Colonización frente a infección: convivir con bacterias
Es vital entender que todos los seres humanos convivimos con bacterias en simbiosis; estas forman parte de nuestro organismo y nos ayudan a proteger las mucosas o sintetizar vitaminas. El problema surge con la colonización por gérmenes resistentes, que ocurre frecuentemente cuando los tratamientos antibióticos eliminan la flora habitual, permitiendo que bacterias oportunistas ocupen su lugar.
Es fundamental distinguir la colonización de la infección: se habla de infección solo cuando existen síntomas clínicos y el germen causa un daño real al paciente, momento en el cual el tratamiento debe ser específico, ya que los antibióticos comunes suelen ser ineficaces.
El entorno hospitalario y la seguridad
Los hospitales de tercer nivel, debido a su complejidad y al volumen de pacientes vulnerables, son puntos críticos de vigilancia. Aunque en regiones como Aragón, la situación de ciertas resistencias de amplio espectro está relativamente controlada, la vigilancia es constante en unidades críticas como la UCI. Datos del hospital muestran que la estancia media aumenta significativamente cuando un paciente presenta colonización o infección por multirresistentes, aunque esto se asocia a menudo con la gravedad de la patología de base del paciente.

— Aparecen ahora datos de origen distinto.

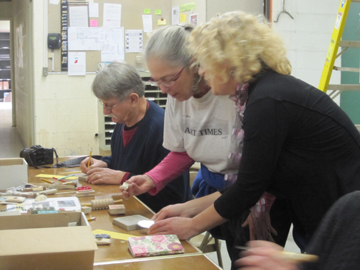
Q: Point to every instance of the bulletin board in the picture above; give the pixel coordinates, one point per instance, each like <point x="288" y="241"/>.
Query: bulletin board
<point x="131" y="19"/>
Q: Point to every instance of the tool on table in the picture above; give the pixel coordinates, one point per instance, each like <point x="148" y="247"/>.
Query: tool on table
<point x="101" y="203"/>
<point x="89" y="162"/>
<point x="47" y="180"/>
<point x="291" y="256"/>
<point x="64" y="177"/>
<point x="146" y="223"/>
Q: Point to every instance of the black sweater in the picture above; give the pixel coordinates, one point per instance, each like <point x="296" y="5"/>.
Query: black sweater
<point x="299" y="145"/>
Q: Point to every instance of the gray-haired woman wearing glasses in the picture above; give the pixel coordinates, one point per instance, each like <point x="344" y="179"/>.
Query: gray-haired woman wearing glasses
<point x="199" y="126"/>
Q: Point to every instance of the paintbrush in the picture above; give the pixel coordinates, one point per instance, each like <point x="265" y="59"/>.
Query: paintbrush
<point x="291" y="256"/>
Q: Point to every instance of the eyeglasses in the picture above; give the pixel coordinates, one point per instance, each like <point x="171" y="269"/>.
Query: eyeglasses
<point x="168" y="83"/>
<point x="107" y="106"/>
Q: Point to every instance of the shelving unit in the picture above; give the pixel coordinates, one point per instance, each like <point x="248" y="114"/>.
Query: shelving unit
<point x="106" y="126"/>
<point x="5" y="64"/>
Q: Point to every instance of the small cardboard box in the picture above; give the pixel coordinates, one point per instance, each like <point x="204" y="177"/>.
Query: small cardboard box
<point x="13" y="172"/>
<point x="46" y="241"/>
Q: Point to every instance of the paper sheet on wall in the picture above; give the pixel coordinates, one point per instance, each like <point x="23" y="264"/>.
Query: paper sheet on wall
<point x="175" y="15"/>
<point x="112" y="15"/>
<point x="84" y="38"/>
<point x="133" y="40"/>
<point x="76" y="63"/>
<point x="147" y="23"/>
<point x="182" y="17"/>
<point x="78" y="16"/>
<point x="94" y="10"/>
<point x="112" y="48"/>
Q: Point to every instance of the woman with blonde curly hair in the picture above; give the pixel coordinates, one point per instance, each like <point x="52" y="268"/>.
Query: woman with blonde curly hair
<point x="297" y="143"/>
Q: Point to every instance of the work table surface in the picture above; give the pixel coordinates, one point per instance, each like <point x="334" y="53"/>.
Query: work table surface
<point x="117" y="253"/>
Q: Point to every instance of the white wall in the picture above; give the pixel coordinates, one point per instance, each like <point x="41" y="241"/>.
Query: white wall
<point x="200" y="9"/>
<point x="64" y="109"/>
<point x="4" y="26"/>
<point x="307" y="36"/>
<point x="214" y="7"/>
<point x="66" y="116"/>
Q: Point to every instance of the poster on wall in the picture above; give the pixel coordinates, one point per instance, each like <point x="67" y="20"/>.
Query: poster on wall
<point x="133" y="40"/>
<point x="193" y="19"/>
<point x="175" y="15"/>
<point x="112" y="16"/>
<point x="78" y="16"/>
<point x="112" y="45"/>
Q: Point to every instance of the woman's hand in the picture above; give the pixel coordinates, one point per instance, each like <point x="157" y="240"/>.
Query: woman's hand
<point x="104" y="176"/>
<point x="137" y="185"/>
<point x="94" y="163"/>
<point x="175" y="210"/>
<point x="263" y="255"/>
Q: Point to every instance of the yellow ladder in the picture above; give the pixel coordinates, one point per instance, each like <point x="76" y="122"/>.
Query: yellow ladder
<point x="332" y="53"/>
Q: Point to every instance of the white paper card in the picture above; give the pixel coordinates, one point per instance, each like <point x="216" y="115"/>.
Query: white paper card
<point x="78" y="16"/>
<point x="112" y="48"/>
<point x="76" y="63"/>
<point x="147" y="23"/>
<point x="94" y="10"/>
<point x="112" y="15"/>
<point x="133" y="40"/>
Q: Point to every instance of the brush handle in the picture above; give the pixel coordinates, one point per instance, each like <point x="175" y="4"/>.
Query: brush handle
<point x="291" y="256"/>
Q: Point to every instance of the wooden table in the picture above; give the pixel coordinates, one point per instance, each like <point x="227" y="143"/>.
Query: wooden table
<point x="117" y="253"/>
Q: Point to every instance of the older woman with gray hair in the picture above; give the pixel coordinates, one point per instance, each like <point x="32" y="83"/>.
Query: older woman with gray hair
<point x="199" y="126"/>
<point x="298" y="144"/>
<point x="136" y="143"/>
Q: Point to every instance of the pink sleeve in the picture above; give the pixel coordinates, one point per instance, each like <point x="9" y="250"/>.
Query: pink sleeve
<point x="171" y="167"/>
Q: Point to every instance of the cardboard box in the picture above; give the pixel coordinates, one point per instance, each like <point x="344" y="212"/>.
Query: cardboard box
<point x="13" y="172"/>
<point x="46" y="241"/>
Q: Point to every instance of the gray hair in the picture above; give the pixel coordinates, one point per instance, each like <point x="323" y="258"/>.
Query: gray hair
<point x="169" y="45"/>
<point x="117" y="80"/>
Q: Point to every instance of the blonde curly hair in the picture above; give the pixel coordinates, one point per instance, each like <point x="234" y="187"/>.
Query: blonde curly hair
<point x="239" y="45"/>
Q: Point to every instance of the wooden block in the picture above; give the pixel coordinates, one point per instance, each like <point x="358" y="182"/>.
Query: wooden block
<point x="102" y="241"/>
<point x="129" y="223"/>
<point x="116" y="209"/>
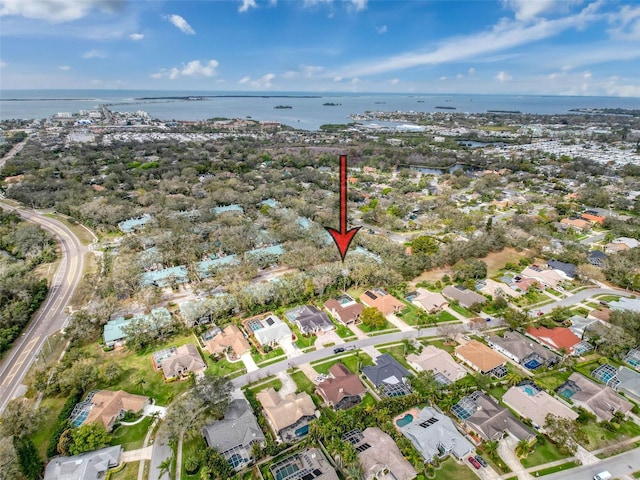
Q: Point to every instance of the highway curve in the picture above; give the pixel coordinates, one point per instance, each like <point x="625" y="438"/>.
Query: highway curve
<point x="52" y="313"/>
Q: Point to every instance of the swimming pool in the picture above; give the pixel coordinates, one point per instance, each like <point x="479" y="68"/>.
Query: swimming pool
<point x="404" y="421"/>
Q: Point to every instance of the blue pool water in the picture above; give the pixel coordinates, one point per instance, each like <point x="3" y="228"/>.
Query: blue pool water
<point x="404" y="421"/>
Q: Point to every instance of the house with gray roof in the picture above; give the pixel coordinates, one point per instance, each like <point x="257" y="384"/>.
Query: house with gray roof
<point x="462" y="295"/>
<point x="435" y="435"/>
<point x="523" y="350"/>
<point x="388" y="376"/>
<point x="269" y="330"/>
<point x="114" y="330"/>
<point x="86" y="466"/>
<point x="600" y="400"/>
<point x="234" y="436"/>
<point x="310" y="320"/>
<point x="628" y="383"/>
<point x="489" y="419"/>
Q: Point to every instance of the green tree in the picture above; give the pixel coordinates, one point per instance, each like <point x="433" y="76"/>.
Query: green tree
<point x="424" y="245"/>
<point x="372" y="318"/>
<point x="89" y="437"/>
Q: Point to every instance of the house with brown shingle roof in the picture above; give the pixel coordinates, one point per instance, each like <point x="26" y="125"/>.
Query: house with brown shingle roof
<point x="444" y="368"/>
<point x="600" y="400"/>
<point x="430" y="302"/>
<point x="289" y="417"/>
<point x="462" y="295"/>
<point x="344" y="390"/>
<point x="231" y="338"/>
<point x="576" y="224"/>
<point x="344" y="309"/>
<point x="535" y="405"/>
<point x="557" y="338"/>
<point x="381" y="300"/>
<point x="107" y="406"/>
<point x="179" y="362"/>
<point x="479" y="356"/>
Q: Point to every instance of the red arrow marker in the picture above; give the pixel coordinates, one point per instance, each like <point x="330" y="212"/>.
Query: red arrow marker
<point x="343" y="237"/>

El impacto humano del aislamiento
El diagnóstico de un germen multirresistente conlleva medidas de contacto que impactan emocionalmente. La aparición de carteles de alerta, batas y guantes en la puerta de la habitación puede impresionar a familiares y pacientes. Existe el riesgo real de que el paciente se sienta solo o que el personal, debido a la carga asistencial que supone vestirse con el equipo de protección, reduzca las entradas al box para acompañar o interactuar. Por ello, los expertos abogan por humanizar el aislamiento, normalizando el uso de barreras y asegurando que el paciente reciba el mismo nivel de atención y calidez humana.
Prevención: El poder del lavado de manos
La medida de prevención más eficaz y económica es la higiene de manos. A pesar de ser un conocimiento universal, su cumplimiento no siempre es perfecto. Curiosamente, el uso excesivo de batas y guantes puede actuar como un objeto de distracción, provocando que se olvide el lavado de manos, que es el pilar fundamental para evitar que las bacterias viajen a través del contacto directo o de objetos contaminados (fómites).
Un compromiso con el futuro
A través de programas como el PROA (Optimización de Antimicrobianos), se trabaja para que cada paciente reciba el fármaco más eficaz con la menor toxicidad posible. El objetivo final es preservar los antibióticos para las generaciones futuras, evitando tratamientos innecesarios que solo fortalecen a las bacterias.
Finalmente, es esencial evitar el sensacionalismo de términos como «virus de quirófano» o «bacterias asesinas». La información debe ser clara, utilizando trípticos informativos que apoyen la comunicación verbal directa, garantizando que el paciente entienda su situación sin miedos infundados. Gracias a las alertas en la historia clínica electrónica, el sistema sanitario puede hoy identificar a estos pacientes en sus reingresos, garantizando una continuidad asistencial segura para todos.